Also called ambulatory care, outpatient care is a medical treatment provided to patients who aren’t formally instructed by a doctor to stay in a medical facility, such as a hospital. The facility could be a private clinic, doctor’s office, community health center, retail clinic, urgent care center, public health clinic, ambulatory surgical center, dental office, rehabilitation center, oncology clinic, hospice, home healthcare, a hospital or a specific building within hospital campus.

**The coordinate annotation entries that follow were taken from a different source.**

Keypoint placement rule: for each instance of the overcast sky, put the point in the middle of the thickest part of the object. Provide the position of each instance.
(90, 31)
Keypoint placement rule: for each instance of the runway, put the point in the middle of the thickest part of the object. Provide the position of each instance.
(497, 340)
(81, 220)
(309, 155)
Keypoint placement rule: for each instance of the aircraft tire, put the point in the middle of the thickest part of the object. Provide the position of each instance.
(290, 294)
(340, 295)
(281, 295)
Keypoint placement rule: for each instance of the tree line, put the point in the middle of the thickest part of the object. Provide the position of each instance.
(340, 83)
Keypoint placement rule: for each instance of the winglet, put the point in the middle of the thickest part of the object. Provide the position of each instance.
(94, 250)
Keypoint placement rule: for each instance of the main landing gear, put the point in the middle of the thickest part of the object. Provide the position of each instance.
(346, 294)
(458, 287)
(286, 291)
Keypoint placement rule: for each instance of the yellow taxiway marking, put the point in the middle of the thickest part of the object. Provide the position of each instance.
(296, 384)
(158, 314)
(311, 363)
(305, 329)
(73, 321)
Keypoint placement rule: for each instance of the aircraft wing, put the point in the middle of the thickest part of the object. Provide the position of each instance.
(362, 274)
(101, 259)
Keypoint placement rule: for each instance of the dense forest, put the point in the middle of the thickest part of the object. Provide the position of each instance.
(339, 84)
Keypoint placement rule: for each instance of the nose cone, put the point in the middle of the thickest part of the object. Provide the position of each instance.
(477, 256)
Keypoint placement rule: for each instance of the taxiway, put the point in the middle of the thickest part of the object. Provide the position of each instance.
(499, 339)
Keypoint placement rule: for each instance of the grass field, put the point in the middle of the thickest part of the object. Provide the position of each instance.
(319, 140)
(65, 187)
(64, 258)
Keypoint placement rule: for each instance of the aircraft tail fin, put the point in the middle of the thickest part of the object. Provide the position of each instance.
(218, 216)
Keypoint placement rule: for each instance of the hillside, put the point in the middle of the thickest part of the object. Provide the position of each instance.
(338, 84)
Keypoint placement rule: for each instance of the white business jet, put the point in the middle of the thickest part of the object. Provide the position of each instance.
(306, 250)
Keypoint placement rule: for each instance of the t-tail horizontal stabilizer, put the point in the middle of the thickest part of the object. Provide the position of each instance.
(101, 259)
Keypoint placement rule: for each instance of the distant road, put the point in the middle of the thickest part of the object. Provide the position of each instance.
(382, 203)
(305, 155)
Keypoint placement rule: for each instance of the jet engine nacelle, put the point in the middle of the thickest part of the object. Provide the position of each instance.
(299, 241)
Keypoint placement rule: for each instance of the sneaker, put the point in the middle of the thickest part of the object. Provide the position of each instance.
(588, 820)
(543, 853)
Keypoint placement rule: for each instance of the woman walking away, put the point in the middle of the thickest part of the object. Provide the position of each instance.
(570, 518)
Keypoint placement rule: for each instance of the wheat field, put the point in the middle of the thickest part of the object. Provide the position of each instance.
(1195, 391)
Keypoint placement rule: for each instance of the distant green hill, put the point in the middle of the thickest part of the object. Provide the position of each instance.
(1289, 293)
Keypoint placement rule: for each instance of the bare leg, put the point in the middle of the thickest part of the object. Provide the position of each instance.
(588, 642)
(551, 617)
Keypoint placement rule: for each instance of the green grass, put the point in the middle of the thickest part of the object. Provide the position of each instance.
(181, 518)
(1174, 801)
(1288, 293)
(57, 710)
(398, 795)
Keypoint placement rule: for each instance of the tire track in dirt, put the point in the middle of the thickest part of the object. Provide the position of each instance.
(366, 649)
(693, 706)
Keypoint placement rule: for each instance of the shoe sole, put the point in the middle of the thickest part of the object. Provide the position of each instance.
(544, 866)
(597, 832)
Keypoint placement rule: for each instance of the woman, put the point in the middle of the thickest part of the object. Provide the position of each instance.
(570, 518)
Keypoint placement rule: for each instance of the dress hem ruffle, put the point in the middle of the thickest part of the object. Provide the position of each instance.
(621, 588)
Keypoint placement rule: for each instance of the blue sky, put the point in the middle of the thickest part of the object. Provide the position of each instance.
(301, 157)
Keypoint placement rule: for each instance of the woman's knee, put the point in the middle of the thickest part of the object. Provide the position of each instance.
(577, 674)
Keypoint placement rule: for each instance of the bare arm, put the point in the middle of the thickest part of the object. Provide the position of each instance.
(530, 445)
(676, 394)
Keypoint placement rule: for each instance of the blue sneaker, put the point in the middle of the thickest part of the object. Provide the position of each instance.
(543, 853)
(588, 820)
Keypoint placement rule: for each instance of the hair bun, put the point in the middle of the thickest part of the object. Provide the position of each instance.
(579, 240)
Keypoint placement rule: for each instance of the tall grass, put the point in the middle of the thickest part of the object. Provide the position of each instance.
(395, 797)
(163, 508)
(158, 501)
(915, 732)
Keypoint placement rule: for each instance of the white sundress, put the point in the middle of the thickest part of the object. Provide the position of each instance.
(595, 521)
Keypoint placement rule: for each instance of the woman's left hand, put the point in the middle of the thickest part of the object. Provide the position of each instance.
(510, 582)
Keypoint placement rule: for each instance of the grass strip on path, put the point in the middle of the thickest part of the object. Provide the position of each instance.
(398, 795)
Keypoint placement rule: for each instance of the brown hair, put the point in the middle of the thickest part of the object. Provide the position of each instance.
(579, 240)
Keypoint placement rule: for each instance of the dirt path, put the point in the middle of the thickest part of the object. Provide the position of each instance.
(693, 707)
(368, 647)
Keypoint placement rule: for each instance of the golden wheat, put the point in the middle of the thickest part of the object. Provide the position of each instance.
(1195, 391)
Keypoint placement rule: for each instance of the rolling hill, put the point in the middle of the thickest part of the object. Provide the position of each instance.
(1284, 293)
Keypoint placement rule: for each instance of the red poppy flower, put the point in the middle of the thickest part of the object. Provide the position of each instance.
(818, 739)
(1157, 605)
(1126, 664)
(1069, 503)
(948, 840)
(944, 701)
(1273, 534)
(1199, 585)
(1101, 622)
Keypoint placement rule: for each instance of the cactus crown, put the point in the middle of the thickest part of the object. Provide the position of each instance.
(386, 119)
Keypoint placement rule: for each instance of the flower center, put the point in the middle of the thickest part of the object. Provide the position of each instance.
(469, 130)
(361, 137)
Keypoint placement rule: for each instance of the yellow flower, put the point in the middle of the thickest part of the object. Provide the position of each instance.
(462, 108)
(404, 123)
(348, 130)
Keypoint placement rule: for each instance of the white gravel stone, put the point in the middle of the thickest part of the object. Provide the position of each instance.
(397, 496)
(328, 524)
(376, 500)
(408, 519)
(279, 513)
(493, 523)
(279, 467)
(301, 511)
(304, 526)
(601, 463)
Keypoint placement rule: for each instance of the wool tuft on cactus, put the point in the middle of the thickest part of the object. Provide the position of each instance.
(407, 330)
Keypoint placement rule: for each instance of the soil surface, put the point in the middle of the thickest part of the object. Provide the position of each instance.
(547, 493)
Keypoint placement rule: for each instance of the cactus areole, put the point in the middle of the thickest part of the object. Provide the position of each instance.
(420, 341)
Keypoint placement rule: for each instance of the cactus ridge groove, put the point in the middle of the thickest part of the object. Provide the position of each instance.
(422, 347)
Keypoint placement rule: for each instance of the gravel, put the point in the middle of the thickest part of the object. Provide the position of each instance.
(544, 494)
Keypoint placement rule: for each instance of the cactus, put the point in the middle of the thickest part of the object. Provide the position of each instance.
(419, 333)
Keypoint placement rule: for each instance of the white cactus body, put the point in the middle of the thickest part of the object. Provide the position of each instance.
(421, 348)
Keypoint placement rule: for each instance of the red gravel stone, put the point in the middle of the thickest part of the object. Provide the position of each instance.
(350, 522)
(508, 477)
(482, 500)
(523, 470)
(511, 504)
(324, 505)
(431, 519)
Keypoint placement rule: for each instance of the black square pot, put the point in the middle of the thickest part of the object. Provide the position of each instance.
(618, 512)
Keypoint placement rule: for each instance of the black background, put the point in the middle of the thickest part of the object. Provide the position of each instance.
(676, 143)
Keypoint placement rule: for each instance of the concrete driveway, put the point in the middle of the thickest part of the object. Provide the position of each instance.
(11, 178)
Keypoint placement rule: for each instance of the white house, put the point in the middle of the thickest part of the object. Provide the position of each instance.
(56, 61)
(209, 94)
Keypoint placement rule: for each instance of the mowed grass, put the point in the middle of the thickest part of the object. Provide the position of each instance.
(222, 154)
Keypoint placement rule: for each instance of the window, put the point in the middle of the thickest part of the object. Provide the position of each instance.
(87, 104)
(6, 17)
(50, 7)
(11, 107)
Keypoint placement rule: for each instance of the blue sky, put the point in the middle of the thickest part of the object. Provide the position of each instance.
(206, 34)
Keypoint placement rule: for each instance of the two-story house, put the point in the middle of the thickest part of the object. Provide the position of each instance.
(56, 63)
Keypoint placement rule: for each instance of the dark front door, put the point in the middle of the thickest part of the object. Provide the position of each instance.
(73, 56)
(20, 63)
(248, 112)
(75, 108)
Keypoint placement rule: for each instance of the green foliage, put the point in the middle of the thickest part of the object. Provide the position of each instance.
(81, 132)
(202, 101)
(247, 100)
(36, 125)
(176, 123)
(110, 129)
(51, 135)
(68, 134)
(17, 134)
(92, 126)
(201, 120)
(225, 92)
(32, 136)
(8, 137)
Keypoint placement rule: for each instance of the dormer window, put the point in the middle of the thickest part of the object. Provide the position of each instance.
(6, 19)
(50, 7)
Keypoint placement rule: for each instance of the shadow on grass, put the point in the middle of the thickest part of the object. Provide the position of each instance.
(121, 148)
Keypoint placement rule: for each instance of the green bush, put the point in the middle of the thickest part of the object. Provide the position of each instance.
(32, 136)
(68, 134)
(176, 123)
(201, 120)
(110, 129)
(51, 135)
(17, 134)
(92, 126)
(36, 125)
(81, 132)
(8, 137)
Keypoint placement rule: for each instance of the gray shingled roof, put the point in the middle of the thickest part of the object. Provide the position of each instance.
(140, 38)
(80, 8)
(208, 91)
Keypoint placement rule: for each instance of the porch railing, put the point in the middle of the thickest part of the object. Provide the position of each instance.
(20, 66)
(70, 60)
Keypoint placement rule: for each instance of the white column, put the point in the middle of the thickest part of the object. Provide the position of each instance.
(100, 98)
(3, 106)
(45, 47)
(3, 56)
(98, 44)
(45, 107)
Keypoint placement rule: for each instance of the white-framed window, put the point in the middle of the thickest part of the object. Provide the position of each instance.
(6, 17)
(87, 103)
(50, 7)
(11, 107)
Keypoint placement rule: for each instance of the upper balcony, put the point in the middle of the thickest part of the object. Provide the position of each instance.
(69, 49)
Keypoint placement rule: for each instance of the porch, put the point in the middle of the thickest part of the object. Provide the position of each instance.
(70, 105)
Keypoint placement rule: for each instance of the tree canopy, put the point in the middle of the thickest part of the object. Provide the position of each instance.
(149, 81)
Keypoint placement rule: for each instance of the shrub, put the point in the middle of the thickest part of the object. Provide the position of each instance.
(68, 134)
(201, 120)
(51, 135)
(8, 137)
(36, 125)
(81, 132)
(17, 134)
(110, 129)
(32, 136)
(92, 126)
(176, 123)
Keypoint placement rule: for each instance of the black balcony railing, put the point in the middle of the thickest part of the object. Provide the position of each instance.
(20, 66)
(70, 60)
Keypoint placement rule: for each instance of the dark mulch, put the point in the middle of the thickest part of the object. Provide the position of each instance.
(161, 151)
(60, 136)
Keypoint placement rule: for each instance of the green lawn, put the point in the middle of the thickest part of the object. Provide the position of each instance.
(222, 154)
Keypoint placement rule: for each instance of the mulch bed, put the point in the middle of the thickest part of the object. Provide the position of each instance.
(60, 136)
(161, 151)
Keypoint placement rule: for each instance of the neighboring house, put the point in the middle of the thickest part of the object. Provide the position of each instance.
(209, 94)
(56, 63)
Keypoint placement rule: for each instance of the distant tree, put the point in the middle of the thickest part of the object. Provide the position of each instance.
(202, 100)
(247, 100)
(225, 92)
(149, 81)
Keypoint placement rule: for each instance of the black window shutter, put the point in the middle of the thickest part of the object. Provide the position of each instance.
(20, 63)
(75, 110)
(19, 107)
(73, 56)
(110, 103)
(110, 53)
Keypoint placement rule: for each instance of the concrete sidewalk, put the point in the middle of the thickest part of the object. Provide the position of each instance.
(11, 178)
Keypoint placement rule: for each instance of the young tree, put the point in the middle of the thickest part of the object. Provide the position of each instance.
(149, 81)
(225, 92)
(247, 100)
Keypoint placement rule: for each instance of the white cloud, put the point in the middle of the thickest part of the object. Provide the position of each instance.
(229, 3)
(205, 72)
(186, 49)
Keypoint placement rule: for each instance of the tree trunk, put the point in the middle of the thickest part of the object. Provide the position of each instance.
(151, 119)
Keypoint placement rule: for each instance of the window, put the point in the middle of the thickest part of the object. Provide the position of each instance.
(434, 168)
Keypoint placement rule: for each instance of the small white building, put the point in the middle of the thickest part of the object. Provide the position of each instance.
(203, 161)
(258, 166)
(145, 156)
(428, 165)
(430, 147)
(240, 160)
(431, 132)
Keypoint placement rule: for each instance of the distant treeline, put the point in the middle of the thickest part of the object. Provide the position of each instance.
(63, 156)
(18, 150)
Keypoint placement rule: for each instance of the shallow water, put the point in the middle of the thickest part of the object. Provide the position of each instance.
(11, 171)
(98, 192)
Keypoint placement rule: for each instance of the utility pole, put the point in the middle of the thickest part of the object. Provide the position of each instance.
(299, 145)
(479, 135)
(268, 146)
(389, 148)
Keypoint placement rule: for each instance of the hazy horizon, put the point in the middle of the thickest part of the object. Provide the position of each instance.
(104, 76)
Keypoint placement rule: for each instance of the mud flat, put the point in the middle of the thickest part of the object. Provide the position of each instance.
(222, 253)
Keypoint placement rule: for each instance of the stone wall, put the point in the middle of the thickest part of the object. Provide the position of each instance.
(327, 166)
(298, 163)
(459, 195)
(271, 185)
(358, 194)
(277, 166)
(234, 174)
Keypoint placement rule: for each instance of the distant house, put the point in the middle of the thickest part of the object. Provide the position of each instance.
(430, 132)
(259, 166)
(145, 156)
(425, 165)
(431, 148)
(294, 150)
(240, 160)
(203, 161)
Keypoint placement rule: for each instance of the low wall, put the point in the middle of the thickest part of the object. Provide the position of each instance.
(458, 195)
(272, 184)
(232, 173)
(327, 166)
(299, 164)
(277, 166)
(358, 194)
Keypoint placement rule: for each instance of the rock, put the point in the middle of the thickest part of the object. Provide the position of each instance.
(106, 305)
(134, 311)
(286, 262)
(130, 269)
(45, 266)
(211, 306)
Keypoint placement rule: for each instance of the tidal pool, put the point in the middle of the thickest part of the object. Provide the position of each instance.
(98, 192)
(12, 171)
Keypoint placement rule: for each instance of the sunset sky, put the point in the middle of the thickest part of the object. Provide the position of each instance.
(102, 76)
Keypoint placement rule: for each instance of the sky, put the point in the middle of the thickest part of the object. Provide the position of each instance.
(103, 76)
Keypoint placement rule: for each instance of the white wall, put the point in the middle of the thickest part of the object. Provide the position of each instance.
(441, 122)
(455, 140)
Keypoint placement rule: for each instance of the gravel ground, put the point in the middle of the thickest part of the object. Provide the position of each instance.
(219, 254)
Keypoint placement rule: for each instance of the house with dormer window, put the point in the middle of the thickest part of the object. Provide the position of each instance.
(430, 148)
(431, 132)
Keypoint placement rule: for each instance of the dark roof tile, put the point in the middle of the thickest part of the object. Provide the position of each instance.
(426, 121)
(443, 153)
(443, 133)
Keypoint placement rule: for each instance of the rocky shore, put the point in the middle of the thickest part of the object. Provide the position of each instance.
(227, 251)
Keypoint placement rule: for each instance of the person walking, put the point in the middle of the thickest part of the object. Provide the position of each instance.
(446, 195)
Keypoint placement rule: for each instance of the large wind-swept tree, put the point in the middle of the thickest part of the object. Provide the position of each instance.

In other words, the patient visits the medical facility, receives necessary medical treatment and leaves on the same day (at times, in a few hours). But there are instances when outpatient care is given to patients who don’t need inpatient treatment or hospitalization but nursing care for many hours, even overnight.

Scope

Generally, patients seeking outpatient care usually don’t have major medical care requirements. Outpatient care services could entail blood transfusions, laboratory tests, X-rays and similar radiation services, routine checkups or clinic visits, observation services, rehabilitation services (drug or alcohol addiction), etc. In fact, even some minor surgical services could go down as outpatient care. The surgery can be referred to as outpatient surgery, same-day surgery, or day surgery.

Benefits

Thanks to the cost-effectiveness and advancements in medical technology such as less invasive surgeries, the need for inpatient care has drastically come down over the years. Since there’s no hospitalization involved, the patient need not pay for lodging or facility. This has resulted in patients preferring outpatient care over inpatient care services.

Challenges

Not all hospitals and other medical facilities are equipped enough to offer quality outpatient care. First, there must be extensive learning about correct ambulatory care practice design and management. Most medical care facilities also do not have experienced people on the outpatient care side.